Wang Wanling, Yang Bingqing, Wu Huan, Che Hebin, Tong Yue, Zhang Bozun, Liu Hongwu, Chen Yuanyuan
Medical Innovation Research Department of PLA General Hospital, Beijing, People's Republic of China.
Goodwill Hessian Health Technology Co. Ltd, Beijing, People's Republic of China.
J Multidiscip Healthc. 2025 Jun 27;18:3735-3748. doi: 10.2147/JMDH.S518166. eCollection 2025.
Lung cancer, one of the most lethal malignancies globally, often presents insidiously as pulmonary nodules. Its nonspecific clinical presentation and heterogeneous imaging characteristics hinder accurate differentiation between benign and malignant lesions, while biopsy's invasiveness and procedural constraints underscore the critical need for non-invasive early diagnostic approaches.
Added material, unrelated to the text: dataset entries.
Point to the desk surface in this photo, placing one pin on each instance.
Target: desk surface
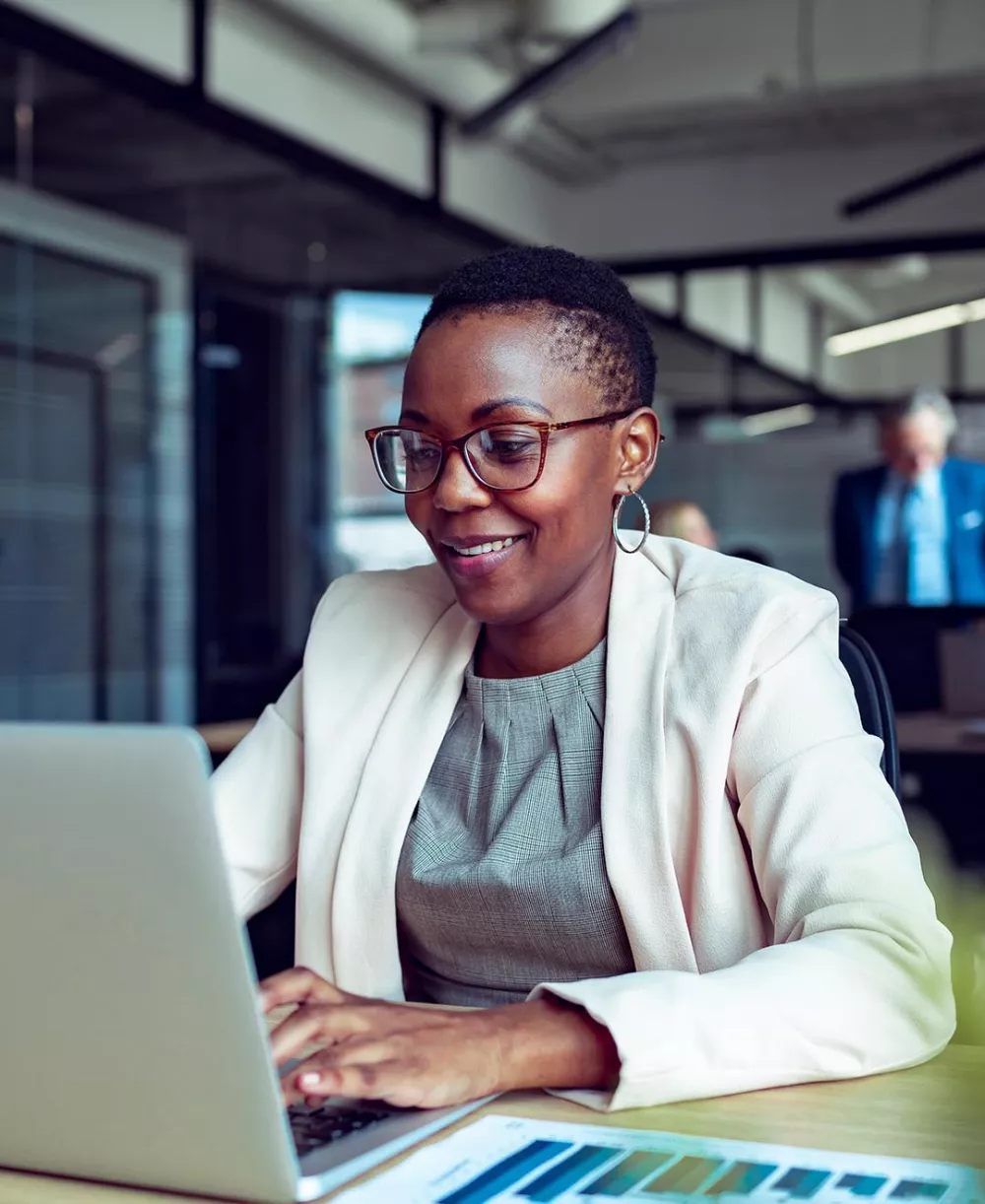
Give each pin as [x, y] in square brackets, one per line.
[931, 731]
[934, 1111]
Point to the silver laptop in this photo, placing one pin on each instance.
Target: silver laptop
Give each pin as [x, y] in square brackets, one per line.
[131, 1044]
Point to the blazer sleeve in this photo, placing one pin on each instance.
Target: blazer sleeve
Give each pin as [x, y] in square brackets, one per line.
[858, 977]
[257, 793]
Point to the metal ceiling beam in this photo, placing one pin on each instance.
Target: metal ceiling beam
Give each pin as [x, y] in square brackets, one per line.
[920, 182]
[532, 86]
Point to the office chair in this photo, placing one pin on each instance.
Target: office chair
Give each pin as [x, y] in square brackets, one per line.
[873, 698]
[271, 931]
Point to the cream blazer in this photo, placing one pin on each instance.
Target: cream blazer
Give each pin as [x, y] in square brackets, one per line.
[773, 900]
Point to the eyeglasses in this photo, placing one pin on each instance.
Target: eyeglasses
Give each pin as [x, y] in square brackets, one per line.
[506, 456]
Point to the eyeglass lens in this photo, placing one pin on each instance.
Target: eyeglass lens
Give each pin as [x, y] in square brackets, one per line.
[506, 456]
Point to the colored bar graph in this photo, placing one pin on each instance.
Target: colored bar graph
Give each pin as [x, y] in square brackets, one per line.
[566, 1174]
[507, 1172]
[627, 1174]
[742, 1178]
[861, 1185]
[918, 1189]
[686, 1175]
[801, 1183]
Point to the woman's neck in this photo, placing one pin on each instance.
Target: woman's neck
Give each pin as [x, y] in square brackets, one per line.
[552, 640]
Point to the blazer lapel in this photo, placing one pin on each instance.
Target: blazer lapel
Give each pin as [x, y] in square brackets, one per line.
[363, 906]
[637, 815]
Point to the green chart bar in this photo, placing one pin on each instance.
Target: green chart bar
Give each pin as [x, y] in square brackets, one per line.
[742, 1178]
[918, 1189]
[627, 1174]
[686, 1175]
[566, 1174]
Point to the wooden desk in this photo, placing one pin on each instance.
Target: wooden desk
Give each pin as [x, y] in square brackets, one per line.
[223, 738]
[931, 731]
[932, 1111]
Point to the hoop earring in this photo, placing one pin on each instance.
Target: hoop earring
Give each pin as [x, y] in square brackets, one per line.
[616, 514]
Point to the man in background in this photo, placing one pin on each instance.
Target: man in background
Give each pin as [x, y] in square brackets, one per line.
[912, 530]
[682, 519]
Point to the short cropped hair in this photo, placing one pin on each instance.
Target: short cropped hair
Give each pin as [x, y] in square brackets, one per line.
[923, 401]
[597, 326]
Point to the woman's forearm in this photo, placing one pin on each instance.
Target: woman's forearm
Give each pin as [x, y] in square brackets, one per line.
[548, 1042]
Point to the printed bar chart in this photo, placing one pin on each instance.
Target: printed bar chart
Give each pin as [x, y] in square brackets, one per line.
[499, 1160]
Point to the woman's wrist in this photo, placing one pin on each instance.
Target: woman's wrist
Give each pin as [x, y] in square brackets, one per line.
[550, 1042]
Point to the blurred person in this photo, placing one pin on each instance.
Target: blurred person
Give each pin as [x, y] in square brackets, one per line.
[525, 779]
[909, 531]
[682, 519]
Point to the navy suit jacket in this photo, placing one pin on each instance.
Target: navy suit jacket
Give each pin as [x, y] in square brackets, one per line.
[856, 554]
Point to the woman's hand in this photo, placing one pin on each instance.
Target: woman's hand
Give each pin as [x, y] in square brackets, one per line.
[428, 1057]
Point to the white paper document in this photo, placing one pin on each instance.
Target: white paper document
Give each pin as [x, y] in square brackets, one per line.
[504, 1159]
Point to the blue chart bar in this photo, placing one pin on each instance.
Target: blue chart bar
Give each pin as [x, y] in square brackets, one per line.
[627, 1174]
[507, 1172]
[686, 1175]
[556, 1182]
[918, 1189]
[801, 1183]
[742, 1178]
[861, 1185]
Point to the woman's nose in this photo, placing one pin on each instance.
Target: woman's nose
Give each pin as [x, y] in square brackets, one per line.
[456, 489]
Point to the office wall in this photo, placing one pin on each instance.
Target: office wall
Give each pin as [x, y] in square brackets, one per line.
[153, 33]
[274, 71]
[47, 222]
[772, 493]
[718, 304]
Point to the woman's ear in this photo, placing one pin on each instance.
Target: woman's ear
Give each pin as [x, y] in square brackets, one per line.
[638, 442]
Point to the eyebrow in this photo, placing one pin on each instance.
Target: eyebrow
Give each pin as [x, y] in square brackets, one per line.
[487, 410]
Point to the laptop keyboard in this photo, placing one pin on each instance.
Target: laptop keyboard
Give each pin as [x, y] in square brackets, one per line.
[314, 1127]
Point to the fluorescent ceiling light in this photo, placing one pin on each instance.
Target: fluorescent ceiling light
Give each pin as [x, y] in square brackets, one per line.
[778, 419]
[731, 429]
[905, 327]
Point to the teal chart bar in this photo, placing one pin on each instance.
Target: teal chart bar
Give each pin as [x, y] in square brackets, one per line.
[566, 1174]
[507, 1172]
[510, 1160]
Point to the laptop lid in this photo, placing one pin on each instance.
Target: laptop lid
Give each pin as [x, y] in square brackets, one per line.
[131, 1045]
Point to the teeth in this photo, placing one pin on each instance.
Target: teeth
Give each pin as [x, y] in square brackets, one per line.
[482, 549]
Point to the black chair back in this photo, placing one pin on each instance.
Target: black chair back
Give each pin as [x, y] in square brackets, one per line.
[873, 698]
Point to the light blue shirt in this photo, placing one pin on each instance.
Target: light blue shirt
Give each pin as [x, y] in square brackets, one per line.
[912, 536]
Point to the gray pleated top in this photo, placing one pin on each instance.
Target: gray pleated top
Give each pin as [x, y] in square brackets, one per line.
[501, 882]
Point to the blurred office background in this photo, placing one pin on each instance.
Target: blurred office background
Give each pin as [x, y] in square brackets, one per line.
[221, 222]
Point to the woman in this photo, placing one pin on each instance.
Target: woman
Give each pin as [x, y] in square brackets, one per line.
[622, 802]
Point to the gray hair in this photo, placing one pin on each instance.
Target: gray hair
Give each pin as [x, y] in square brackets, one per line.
[923, 401]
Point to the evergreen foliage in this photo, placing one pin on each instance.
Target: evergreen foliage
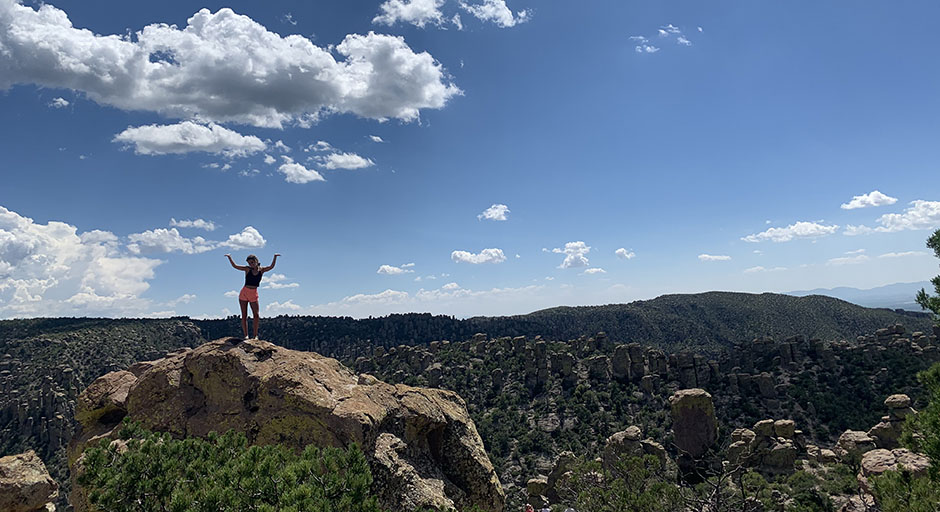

In this retrospective study, we analyzed outpatient and inpatient records from the First Medical Center of Chinese PLA General Hospital between 2011 and 2021, focusing on pulmonary nodules measuring 5-30mm on CT scans without overt signs of malignancy. Pathological examination served as the reference standard. Comparative experiments evaluated SVM, RF, XGBoost, FNN, and Atten_FNN using five-fold cross-validation to assess AUC, sensitivity, and specificity. The dataset was split 70%/30%, and stratified five-fold cross-validation was applied to the training set. The optimal model was interpreted with SHAP to identify the most influential predictive features.
This study enrolled 3355 patients, including 1156 with benign and 2199 with malignant pulmonary nodules. The Atten_FNN model demonstrated superior performance in five-fold cross-validation, achieving an AUC of 0.82, accuracy of 0.75, sensitivity of 0.77, and F1 score of 0.80. SHAP analysis revealed key predictive factors: demographic variables (age, sex, BMI), CT-derived features (maximum nodule diameter, morphology, density, calcification, ground-glass opacity), and laboratory biomarkers (neuroendocrine markers, carcinoembryonic antigen).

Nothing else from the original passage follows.